El hombre fue creado para tener relación con Dios.
Así como fui capaz de estar en los pantanos y sentir la presencia de Dios a mi alrededor, sin temor, así Dios quiere que tengas amistad con El. Es el mismo tipo de amistad que tuvieron Adán y Eva con Dios en el Jardín del Edén, antes que el pecado apareciera en el mundo. Allí, estos dos amigos del Ser Supremo, caminaron con El en lo fresco de la tarde, hablaron con su creador como un hijo y una hija hablan con su padre.
Pero luego, Adán y Eva decidieron seguir su propio camino, rompieron su relación con Dios. Desde entonces el hombre ha elegido seguir su camino independiente. A veces esta voluntad egoísta se expresa como una rebeldía es lo que la Biblia llama pecado.

EL HOMBRE ESTA SEPARADO DE DIOS

Por que la paga del pecado es la muerte” (separación espiritual de Dios) (Romanos 6:23)

El pecado (un gran abismo) separa al Dios Santo del hombre pecador.
El hombre intenta continuamente alcanzar a Dios y la vida abundante por medio de su propio esfuerzo; por ejemplo, viviendo una vida buena, estudiando filosofía e incluso practicando alguna religión. La tercera ley explica la única forma en que podemos cruzar este abismo.

TERCERA LEY

Jesucristo es la única provisión de Dios para el pecado del hombre.
Solo a través de El puedes conocer y experimentar el amor de Dios y Su plan para tu vida


MURIO POR NOSOTROS

Pero Dios demuestra su amor para con nosotros en que, siendo aún pecadores, Cristo murió por nosotros” (Romanos 5:8)

RESUCITO DE ENTRE LOS MUERTOS

Cristo murió por nuestros pecados…, fue sepultado…, resucito al tercer día, según las Escrituras…, se apareció a Pedro y luego a los doce. Después se apareció a más de quinientos hermanos de una vez…” (1Corientios 15:3-6)

ES EL UNICO CAMINO HACIA DIOS

“Jesús dijo: Yo soy el camino, la verdad y la vida. Nadie viene al Padre, sino por mí” (Juan 14:6)

Por medio de Jesucristo se puede cruzar el abismo, al morir por nosotros en la cruz, al pagar por nuestros pecados.
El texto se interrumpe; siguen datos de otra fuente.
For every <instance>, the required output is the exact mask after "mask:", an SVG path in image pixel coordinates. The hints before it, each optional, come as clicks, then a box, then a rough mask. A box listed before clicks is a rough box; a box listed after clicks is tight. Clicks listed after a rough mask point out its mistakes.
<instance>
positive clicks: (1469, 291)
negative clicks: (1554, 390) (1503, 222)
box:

Sin embargo, no basta con conocer estas tres leyes. También debemos conocer la cuarta ley.

CUARTA LEY

Tenemos que recibir individualmente a Jesucristo como nuestro Señor y nuestro Salvador personal.
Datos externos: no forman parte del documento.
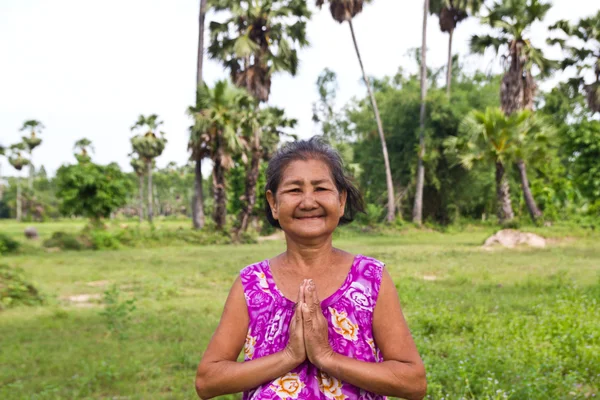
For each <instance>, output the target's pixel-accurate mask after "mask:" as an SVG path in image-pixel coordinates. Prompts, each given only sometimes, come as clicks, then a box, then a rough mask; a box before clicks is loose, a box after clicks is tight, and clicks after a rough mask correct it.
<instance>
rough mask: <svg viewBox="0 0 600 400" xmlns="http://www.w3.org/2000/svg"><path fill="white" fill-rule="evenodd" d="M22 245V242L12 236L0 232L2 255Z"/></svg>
mask: <svg viewBox="0 0 600 400" xmlns="http://www.w3.org/2000/svg"><path fill="white" fill-rule="evenodd" d="M20 246H21V244H20V243H19V242H17V241H16V240H14V239H13V238H11V237H10V236H8V235H5V234H4V233H0V256H1V255H3V254H8V253H14V252H16V251H17V250H19V247H20Z"/></svg>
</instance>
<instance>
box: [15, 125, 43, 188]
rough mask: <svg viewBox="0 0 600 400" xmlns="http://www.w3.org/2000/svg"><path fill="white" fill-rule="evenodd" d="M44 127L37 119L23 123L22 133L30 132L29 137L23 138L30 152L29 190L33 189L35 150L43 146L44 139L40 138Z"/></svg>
mask: <svg viewBox="0 0 600 400" xmlns="http://www.w3.org/2000/svg"><path fill="white" fill-rule="evenodd" d="M43 128H44V125H43V124H42V123H41V122H40V121H37V120H35V119H30V120H27V121H25V122H24V123H23V126H22V127H21V131H25V130H28V131H29V137H27V136H23V143H25V145H26V146H27V150H28V151H29V189H30V190H31V189H33V168H34V166H33V161H32V160H33V154H32V153H33V149H35V148H36V147H38V146H39V145H40V144H42V139H40V138H39V137H38V135H39V134H40V132H41V131H42V129H43Z"/></svg>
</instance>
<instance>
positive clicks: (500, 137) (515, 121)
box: [444, 108, 530, 223]
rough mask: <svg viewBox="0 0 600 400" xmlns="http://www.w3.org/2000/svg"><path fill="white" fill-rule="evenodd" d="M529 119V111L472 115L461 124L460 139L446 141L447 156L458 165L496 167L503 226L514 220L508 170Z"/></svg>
mask: <svg viewBox="0 0 600 400" xmlns="http://www.w3.org/2000/svg"><path fill="white" fill-rule="evenodd" d="M529 117H530V112H529V111H523V112H516V113H513V114H510V115H508V116H507V115H506V114H505V113H504V112H503V111H502V110H501V109H498V108H487V109H486V111H485V112H481V111H472V112H471V114H469V115H468V116H467V117H466V118H465V119H464V120H463V121H462V122H461V124H460V127H459V136H453V137H450V138H448V139H446V141H445V143H444V144H445V147H446V154H448V156H449V157H450V158H451V159H452V158H453V159H454V160H455V164H460V165H462V166H463V167H464V168H465V169H471V168H472V167H473V165H474V164H475V163H485V164H494V166H495V169H496V198H497V202H498V219H499V220H500V222H501V223H503V222H507V221H510V220H512V219H513V218H514V216H515V215H514V212H513V209H512V204H511V201H510V188H509V186H508V179H507V177H506V166H507V165H510V163H511V162H513V160H514V157H515V153H516V150H515V149H516V147H517V146H518V144H519V138H518V136H519V130H520V129H523V125H524V124H525V122H526V121H527V119H528V118H529Z"/></svg>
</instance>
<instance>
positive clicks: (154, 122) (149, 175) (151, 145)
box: [131, 114, 167, 223]
mask: <svg viewBox="0 0 600 400" xmlns="http://www.w3.org/2000/svg"><path fill="white" fill-rule="evenodd" d="M162 124H163V122H162V121H159V120H158V115H156V114H152V115H149V116H148V117H145V116H144V115H140V116H139V117H138V120H137V121H136V123H135V124H134V125H133V126H132V127H131V130H132V131H134V130H136V129H142V130H145V131H146V133H144V134H138V135H135V136H134V137H132V138H131V146H132V147H133V151H134V152H135V153H137V154H138V157H139V158H140V159H141V160H142V161H144V163H145V164H146V172H147V174H148V221H149V222H150V223H152V217H153V214H152V165H153V161H154V159H156V158H157V157H159V156H160V155H161V154H162V152H163V151H164V149H165V145H166V144H167V139H166V138H165V134H164V132H160V133H159V134H157V133H158V132H157V130H158V127H159V126H160V125H162Z"/></svg>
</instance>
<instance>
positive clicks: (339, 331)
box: [329, 307, 358, 342]
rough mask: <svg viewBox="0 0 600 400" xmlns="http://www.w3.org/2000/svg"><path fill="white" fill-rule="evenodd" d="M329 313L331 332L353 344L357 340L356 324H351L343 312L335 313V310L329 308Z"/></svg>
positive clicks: (353, 323) (347, 314)
mask: <svg viewBox="0 0 600 400" xmlns="http://www.w3.org/2000/svg"><path fill="white" fill-rule="evenodd" d="M329 312H330V313H331V323H332V324H333V330H334V331H336V332H337V333H339V334H340V335H342V336H343V337H344V338H345V339H348V340H352V341H353V342H355V341H356V340H357V339H358V336H357V334H358V324H355V323H353V322H352V321H350V319H348V314H347V313H346V312H345V311H342V312H339V313H338V312H337V310H336V309H335V308H332V307H329Z"/></svg>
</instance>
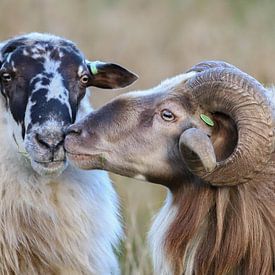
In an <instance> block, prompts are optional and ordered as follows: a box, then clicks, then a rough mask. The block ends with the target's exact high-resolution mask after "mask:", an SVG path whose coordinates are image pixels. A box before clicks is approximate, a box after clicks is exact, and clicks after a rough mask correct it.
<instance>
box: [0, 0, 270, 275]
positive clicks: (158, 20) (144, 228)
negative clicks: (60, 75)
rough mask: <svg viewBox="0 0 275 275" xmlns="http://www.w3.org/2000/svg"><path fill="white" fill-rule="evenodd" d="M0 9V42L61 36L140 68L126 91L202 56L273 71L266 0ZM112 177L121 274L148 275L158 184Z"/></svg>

Sólo así podremos conocer y experimentar el amor de Dios y Su plan para nuestra vida.

TENEMOS QUE RECIBIR A CRISTO.

Pero a todos los que le recibieron, les dio el derecho de llegar a ser hijos de Dios, es decir, a los que creen en su nombre” (San Juan 1:12)

TENEMOS QUE RECIBIR A CRISTO MEDIANTE LA FE

Porque por gracia habéis sido salvados por medio de la fe, y esto no de vosotros, sino que es un don de Dios; no por obras, para que nadie se gloríe”. (Efesios 2:8,9)
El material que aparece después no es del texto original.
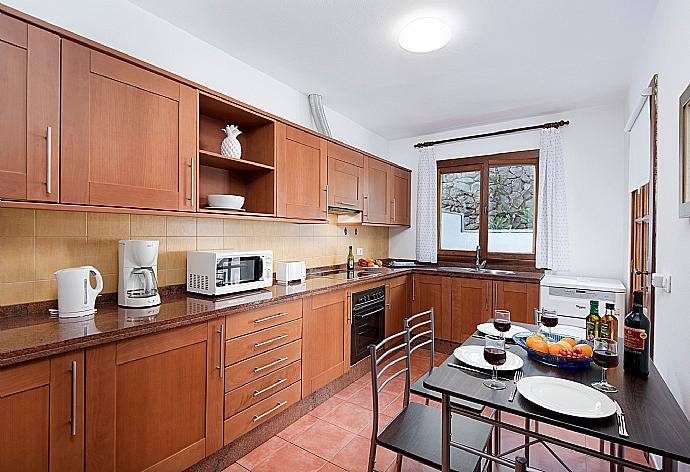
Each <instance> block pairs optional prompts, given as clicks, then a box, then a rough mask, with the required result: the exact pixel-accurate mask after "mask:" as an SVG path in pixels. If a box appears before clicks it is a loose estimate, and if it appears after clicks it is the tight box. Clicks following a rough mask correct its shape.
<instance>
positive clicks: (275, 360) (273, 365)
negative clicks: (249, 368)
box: [254, 356, 288, 374]
mask: <svg viewBox="0 0 690 472" xmlns="http://www.w3.org/2000/svg"><path fill="white" fill-rule="evenodd" d="M286 360H288V357H287V356H286V357H281V358H279V359H276V360H275V361H273V362H271V363H270V364H266V365H265V366H262V367H255V368H254V373H255V374H256V373H257V372H261V371H262V370H265V369H268V368H269V367H273V366H274V365H278V364H280V363H281V362H285V361H286Z"/></svg>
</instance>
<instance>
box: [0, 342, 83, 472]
mask: <svg viewBox="0 0 690 472" xmlns="http://www.w3.org/2000/svg"><path fill="white" fill-rule="evenodd" d="M83 412H84V352H83V351H75V352H69V353H67V354H61V355H57V356H53V357H52V358H50V359H43V360H39V361H33V362H29V363H26V364H20V365H18V366H13V367H8V368H5V369H2V370H0V470H12V471H20V472H21V471H48V470H56V471H63V470H69V471H80V470H84V414H83Z"/></svg>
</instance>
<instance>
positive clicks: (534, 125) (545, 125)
mask: <svg viewBox="0 0 690 472" xmlns="http://www.w3.org/2000/svg"><path fill="white" fill-rule="evenodd" d="M569 124H570V121H563V120H561V121H552V122H551V123H543V124H541V125H534V126H525V127H523V128H513V129H504V130H502V131H492V132H491V133H482V134H473V135H471V136H460V137H458V138H448V139H440V140H438V141H425V142H423V143H417V144H415V145H414V147H429V146H435V145H437V144H446V143H454V142H456V141H465V140H467V139H477V138H488V137H490V136H499V135H501V134H510V133H520V132H522V131H530V130H533V129H542V128H560V127H561V126H566V125H569Z"/></svg>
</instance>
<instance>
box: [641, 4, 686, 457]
mask: <svg viewBox="0 0 690 472" xmlns="http://www.w3.org/2000/svg"><path fill="white" fill-rule="evenodd" d="M688 16H690V2H687V1H686V0H665V1H663V2H659V5H658V7H657V9H656V12H655V16H654V19H653V20H652V25H651V28H650V32H649V34H648V37H647V41H646V43H645V46H644V48H643V49H642V51H640V55H639V62H638V67H637V69H636V71H635V73H634V75H633V77H632V79H631V81H630V90H629V99H628V107H629V109H631V110H632V108H633V106H634V105H635V103H637V100H638V98H639V93H640V91H641V90H642V89H643V88H645V87H646V86H647V84H648V83H649V80H650V78H651V77H652V76H653V75H654V74H655V73H658V74H659V94H658V121H657V123H658V134H657V152H658V161H657V179H658V180H657V182H658V185H657V192H658V194H657V230H656V231H657V238H656V250H657V253H656V254H657V262H656V264H657V267H656V270H657V272H662V273H669V274H672V275H673V286H672V289H673V290H672V292H671V293H668V294H667V293H663V292H662V291H659V290H657V291H656V315H655V316H656V321H655V328H656V333H655V337H654V339H655V357H654V363H655V364H656V366H657V367H658V369H659V371H660V372H661V375H662V376H663V377H664V378H665V379H666V382H667V383H668V385H669V387H670V388H671V390H672V391H673V393H674V395H675V397H676V399H677V400H678V403H680V405H681V407H682V408H683V409H684V410H685V413H686V415H688V417H690V370H688V369H687V364H686V361H687V357H688V348H687V342H688V336H687V331H688V330H689V329H690V310H689V309H688V306H690V290H689V289H688V287H690V252H689V251H688V248H689V247H690V245H689V244H690V220H689V219H681V218H678V139H679V138H678V98H679V97H680V94H681V93H682V92H683V90H685V87H687V86H688V83H690V61H688V44H690V28H688V27H687V21H686V19H687V18H688ZM681 467H683V466H681ZM682 470H690V466H685V469H682Z"/></svg>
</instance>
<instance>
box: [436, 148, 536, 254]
mask: <svg viewBox="0 0 690 472" xmlns="http://www.w3.org/2000/svg"><path fill="white" fill-rule="evenodd" d="M538 158H539V151H538V150H531V151H518V152H511V153H503V154H494V155H490V156H481V157H469V158H461V159H451V160H445V161H439V162H438V163H437V166H438V181H439V187H438V192H439V195H438V201H439V202H440V206H439V224H438V228H439V238H438V241H439V248H438V249H439V258H440V259H442V260H443V259H445V260H460V261H461V260H469V259H470V258H471V260H474V255H475V250H476V248H477V246H480V248H481V256H482V258H484V259H488V260H500V259H524V260H528V261H534V243H535V231H536V208H537V182H538V176H539V169H538Z"/></svg>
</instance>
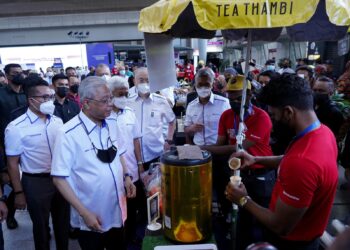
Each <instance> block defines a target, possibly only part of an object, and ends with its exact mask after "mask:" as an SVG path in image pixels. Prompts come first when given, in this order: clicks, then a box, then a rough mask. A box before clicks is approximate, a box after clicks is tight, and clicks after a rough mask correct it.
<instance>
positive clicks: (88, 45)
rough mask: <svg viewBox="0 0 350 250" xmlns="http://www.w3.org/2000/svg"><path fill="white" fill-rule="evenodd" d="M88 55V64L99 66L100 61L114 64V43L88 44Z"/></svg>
mask: <svg viewBox="0 0 350 250" xmlns="http://www.w3.org/2000/svg"><path fill="white" fill-rule="evenodd" d="M86 55H87V60H88V66H89V67H90V66H95V67H96V66H97V65H98V64H100V63H104V64H107V65H109V67H110V68H113V66H114V51H113V43H91V44H86Z"/></svg>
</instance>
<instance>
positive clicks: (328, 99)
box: [314, 93, 329, 105]
mask: <svg viewBox="0 0 350 250" xmlns="http://www.w3.org/2000/svg"><path fill="white" fill-rule="evenodd" d="M328 101H329V96H328V94H319V93H314V104H316V105H322V104H324V103H327V102H328Z"/></svg>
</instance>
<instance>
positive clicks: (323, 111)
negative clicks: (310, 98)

CUANDO RECIBIMOS A CRISTO EXPERIMENTAMOS UN NUEVO NACIMIENTO

“Jesús les respondió: En verdad, en verdad te digo: El que no nace de nuevo, no puede ver el Reino de Dios” (Juan 3:3)

RECIBIMOS A CRISTO POR INVITACION PERSONAL

He aquí, yo estoy a la puerta (corazón)y llamo; si alguno oye mi voz y abre la puerta, entraré a él, y cenaré con él y él conmigo” (Apocalipsis 3:20)

Recibir a Cristo significa volvernos hacia El. Para hacerlo, es preciso dar la espalda al pecado. No podemos hacerlo por nuestra propia fuerza, sino que debemos estar dispuestos a renunciar al pecado y entregar a El todos los derechos sobre nuestra vida. Luego, en un acto de fe, invitamos a Jesucristo a que tome control de nuestra vida. Aunque difícil, en realidad es algo muy sencillo. Basta, por medio de un acto de tu voluntad, decir: “Quiero, Jesús, que te hagas cargo de mi vida, tal como estoy”.
Si lo dices de todo corazón, El lo hará.